If you stumble upon a Rice County Habitat for Humanity work site one weekend and it appears as though it’s a “busy anthill,” there’s a chance it’s an electrical workers union doing its part.
That union is the International Brotherhood of Electrical Workers (IBEW).
Rice County Habitat for Humanity has been partnering with the IBEW since 2002. The 13-year partnership has resulted in nearly $200,000 worth of in-kind labor.
“That’s two houses,” Rice County Habitat for Humanity Executive Director Dayna Norvold said of the figure if they had to pay for electricians. “We would have two less houses in Rice County if it wasn’t for their support.”
In Rice County, Habitat has partnered with 40 families to build a number of homes. The work has served to help 148 people. And in the midst of 2015, two more homes are in the works, one in Dundas and one in Faribault.
With the help of volunteers and area businesses, Habitat has continued to build houses for people in need. The IBEW is one of the long-standing organizations that has partnered with Habitat.
But for Jeff Anderson, who is in charge of membership development with IBEW, the partnership dates back even further. In 2000 Habitat partnered with Anderson’s then-employer Peoples Electric, a private electric company.
After taking a job with IBEW, Anderson wanted to bring the partnership with him.
“We enjoy it, we enjoy getting together,” Anderson said. “It goes for a great cause and allows us to give back to the community.”
The workers, up to 25 at times, come out to the work site twice, according to Habitat Construction Manager Zack Gath.
“It’s like a busy anthill,” Norvold laughed.
On its first visit, the group does all of the wiring.
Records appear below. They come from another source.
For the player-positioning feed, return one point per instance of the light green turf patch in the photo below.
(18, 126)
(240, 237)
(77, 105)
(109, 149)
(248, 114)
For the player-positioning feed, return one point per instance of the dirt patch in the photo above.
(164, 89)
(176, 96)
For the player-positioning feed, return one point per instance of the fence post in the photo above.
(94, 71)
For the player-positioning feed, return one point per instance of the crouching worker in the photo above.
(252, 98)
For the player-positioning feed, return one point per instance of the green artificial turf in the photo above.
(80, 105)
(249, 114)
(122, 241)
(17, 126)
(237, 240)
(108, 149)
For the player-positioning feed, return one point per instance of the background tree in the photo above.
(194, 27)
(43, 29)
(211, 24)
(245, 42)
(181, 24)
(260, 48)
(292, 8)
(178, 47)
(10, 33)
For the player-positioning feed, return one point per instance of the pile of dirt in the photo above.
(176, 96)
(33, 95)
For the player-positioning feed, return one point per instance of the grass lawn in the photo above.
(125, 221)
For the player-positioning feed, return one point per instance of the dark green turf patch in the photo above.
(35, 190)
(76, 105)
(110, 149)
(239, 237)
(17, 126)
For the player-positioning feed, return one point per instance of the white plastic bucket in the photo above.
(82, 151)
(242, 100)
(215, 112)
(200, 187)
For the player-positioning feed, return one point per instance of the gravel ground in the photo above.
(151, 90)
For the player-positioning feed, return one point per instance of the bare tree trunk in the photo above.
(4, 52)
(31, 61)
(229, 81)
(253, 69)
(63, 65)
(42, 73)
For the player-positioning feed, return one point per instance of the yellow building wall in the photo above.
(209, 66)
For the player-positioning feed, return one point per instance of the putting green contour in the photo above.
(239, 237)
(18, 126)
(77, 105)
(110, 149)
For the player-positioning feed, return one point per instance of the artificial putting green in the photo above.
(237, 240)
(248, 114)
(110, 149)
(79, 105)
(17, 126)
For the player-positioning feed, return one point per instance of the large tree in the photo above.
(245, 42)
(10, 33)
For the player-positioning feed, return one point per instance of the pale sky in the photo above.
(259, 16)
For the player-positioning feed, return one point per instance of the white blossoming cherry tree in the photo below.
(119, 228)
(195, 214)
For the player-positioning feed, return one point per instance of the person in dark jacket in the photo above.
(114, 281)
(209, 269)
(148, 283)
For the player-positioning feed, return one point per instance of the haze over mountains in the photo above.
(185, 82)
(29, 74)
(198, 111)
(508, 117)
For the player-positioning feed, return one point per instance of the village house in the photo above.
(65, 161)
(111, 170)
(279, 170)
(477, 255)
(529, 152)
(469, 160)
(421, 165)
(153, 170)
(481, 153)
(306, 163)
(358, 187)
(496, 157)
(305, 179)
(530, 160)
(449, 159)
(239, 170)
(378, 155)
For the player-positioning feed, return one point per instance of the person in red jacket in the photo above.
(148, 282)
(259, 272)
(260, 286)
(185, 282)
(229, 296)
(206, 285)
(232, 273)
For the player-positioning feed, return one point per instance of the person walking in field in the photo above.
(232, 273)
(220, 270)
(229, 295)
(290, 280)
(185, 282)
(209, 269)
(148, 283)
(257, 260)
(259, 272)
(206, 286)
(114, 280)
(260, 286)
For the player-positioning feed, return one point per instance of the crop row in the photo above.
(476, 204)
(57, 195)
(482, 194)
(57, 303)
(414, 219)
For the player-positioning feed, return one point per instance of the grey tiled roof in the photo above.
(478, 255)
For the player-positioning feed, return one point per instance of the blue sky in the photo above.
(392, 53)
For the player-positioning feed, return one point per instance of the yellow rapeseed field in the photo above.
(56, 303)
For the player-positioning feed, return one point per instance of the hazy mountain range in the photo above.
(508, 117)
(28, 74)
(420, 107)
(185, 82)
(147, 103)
Later in the construction process, the group returns to install all of the switches and fixtures.
“We get started by 8 a.m., and it’s not uncommon to be done by 10:30 a.m.,” Anderson said. “We honestly probably have more guys than what is really needed, but it helps get it done.”
Gath figures that, with that many workers on site, pay would equate to roughly $2,000 an hour.
“To have that many guys come out and volunteer their time, it’s huge,” he said. “It’s a huge help.”
That help is greatly appreciated. Not only does it save money, but with that many bodies, it saves time, too. According to Gath, a regular contractor would need two to three days to get it done.
“They come out and it’s boom, boom, boom,” Gath said.
Receiving the donation of time isn’t something unfamiliar to Habitat, since it has roughly 30 to 40 in-kind donors, Norvold said. However, IBEW has been the longest consecutive donor. And according to Gath, who has only been with Habitat for six months, the only word that came to mind when he saw the workers arrive on the job site for the first time was “awesome.”
“It’s not very often you see that many skilled people come together on a weekend to donate,” he said.
“We’re just so thankful for IBEW and all of their personalities,” Norvold added. “They make it a fun day.”
Much like Habitat is a community organization, IBEW is focused on the community, too, as a whole and for its union members.
“They will do little raffles for the guys and bring steaks out,” Gath said. “They make it a community thing.”
But for Anderson and the rest of the workers, they’re just happy to help.
“We’re all lucky enough to have comfortable jobs, and we want to share the wealth,” he said. “We’re all in it together.”
And with their help, Habitat has continued to be able to provide homes for people in need.
“If we could get everyone to do what they do, Habitat would explode, and we could help so many more families,” Gath said. “They’re the spitting image of what we would love from every contractor.”